Spinal fracture usually occurs from one of two sources. It is either an osteoporotic fracture—in other words, the density of the bone is decreased, and it’s not as strong, and it just collapses onto itself, and that can be spontaneous or due to a small trauma—or normal vertebrae can actually fracture due to trauma or excessive force on that vertebrae. When the fracture occurs, it is thought that the actual micromotion of that fractured segment is what causes the pain.
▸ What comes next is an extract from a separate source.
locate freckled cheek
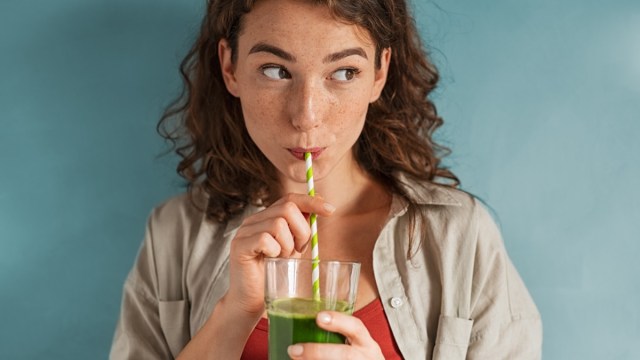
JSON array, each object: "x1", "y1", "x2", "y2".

Degenerative disc disease is also not very common in the upper back or in thoracic spine because the motion in the upper, the thoracic spine is limited by the ribcage. So although it’s not common, degenerative disc disease does occur. And we need radiographic studies really to determine whether that is the case.
Along the same lines, herniated discs. Once again, herniated discs are pretty uncommon in the thoracic spine for the same reason as the degenerative disc disease. But we do need to be concerned about that as a possibility.
Spondylolisthesis goes along the same reasoning. Spondylolisthesis in itself is slippage of one vertebra on top of the other. So, forces that usually keep that vertebra from slipping are no longer there or there is another force that was in excess of what can support one vertebra and another and the vertebra ends up slipping on top of the vertebra right below it. Now, once again because of the ribcage, that is very uncommon in the thoracic spine, but severe trauma can certainly cause spondylolisthesis.
Spondylosis or just general arthritic changes of the spinal segments and those little facet joints—that hinge-like joints of the spine—can also cause pain and that’s more like arthritic pain just like any other joint. And that can be provoked with some movement and also needs to be looked at on radiographs. Usually x-rays are sufficient to take a look at the condition of those joints. Because there is no way of knowing if spondylosis or facet-mediated pain is causing it, sometimes we have to come to the aid of diagnostic blocks, where we put a little anesthetic to the source of the pain and see if that eliminates the pain. If that does eliminate the pain, then that gives us the diagnosis of the source of the pain.